« Mars Express » : entretien avec le réalisateur Jérémie Périn

« Mars Express » : entretien avec le réalisateur Jérémie Périn

20 mai 2024
Cinéma
Mars express
« Mars Express » réalisé par Jérémie Périn Gebeka Films

En marge de la table ronde « Parcours d’un film d’animation de l’écriture à sa diffusion : le cas de Mars Express » qui se tient au Festival de Cannes le 21 mai, le réalisateur Jérémie Périn revient sur la fabrication de ce long métrage d’animation et de science-fiction, qui se déroule en 2200. L’occasion de revenir sur son rapport au genre SF et aux techniques d’animation.

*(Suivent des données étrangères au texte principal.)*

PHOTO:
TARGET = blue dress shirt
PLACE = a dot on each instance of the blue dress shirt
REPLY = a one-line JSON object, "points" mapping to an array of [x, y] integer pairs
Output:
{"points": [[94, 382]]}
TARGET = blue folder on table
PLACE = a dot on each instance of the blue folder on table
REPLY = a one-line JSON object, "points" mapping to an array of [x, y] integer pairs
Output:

Comment l’histoire de Mars Express s’est mise en place dans votre esprit ?

Jérémie Périn : La toute première idée était de faire de la science-fiction. Pas n’importe laquelle : de la hard SF [une science-fiction vraisemblable en l’état des connaissances scientifiques – ndlr]. Le vertige que ce genre peut procurer nous manquait avec mon coscénariste, Laurent Sarfati. On visionnait toujours les mêmes films de SF qu’on adorait, et on en voulait d’autres. Sauf que nous n’avions pas d’histoire spécifique en tête. La SF, c’est formidable, mais ça n’apporte pas immédiatement une dramaturgie : il s’agit plutôt de thématiques et de décors. Généralement, les films de science-fiction sont corrélés à d’autres genres : Robocop est un film d’action et de SF ; Alien est un film d’horreur et de SF. Ce qu’on a essayé de faire avec Mars Express, c’est d’ajouter un aspect polar à la SF pour insuffler de la narration.

 

Comment s’est déroulée l’écriture en binôme avec Laurent Sarfati ?

De manière assez fluide. On écrit à peu près autant chacun : l’un de nous deux fait les cent pas pendant que l’autre tape au clavier. (Rires.) On échange constamment. Mais nous avons eu des désaccords sur la fin du film, qui a deux interprétations possibles. Il y en a une qui est de Laurent et l’autre de moi. On a choisi d’en faire une force, de laisser le public interpréter ce qu’il voit. J’aime l’idée de laisser le spectateur se questionner sur ses goûts. Pourquoi préfère-t-il croire une chose plutôt qu’une autre ?

Faire le film en animation était-il une évidence ?

Oui. Un film d’animation pour un public plutôt adulte, ce qui est assez rare. Mais si l’on ne tente pas de faire bouger les lignes, on est certain qu’il ne va rien se passer ! Les propositions d’animation pour adultes existent, bien sûr, mais elles sont à mon sens plus « auteurisantes ». Disons plus politiques ou sociales. Même si l’on souhaitait aussi développer ces éléments dans le film. Dans mon travail sur Mars Express, j’ai été particulièrement influencé par l’œuvre de Mamoru Oshii [Ghost in the Shell, Patlabor]. J’avais envie de trouver une esthétique qui donne une impression de réel au dessin. Quelque chose d’élégant, sans fioritures. Je voulais faire du cinéma au sens large, et pas seulement de l’animation.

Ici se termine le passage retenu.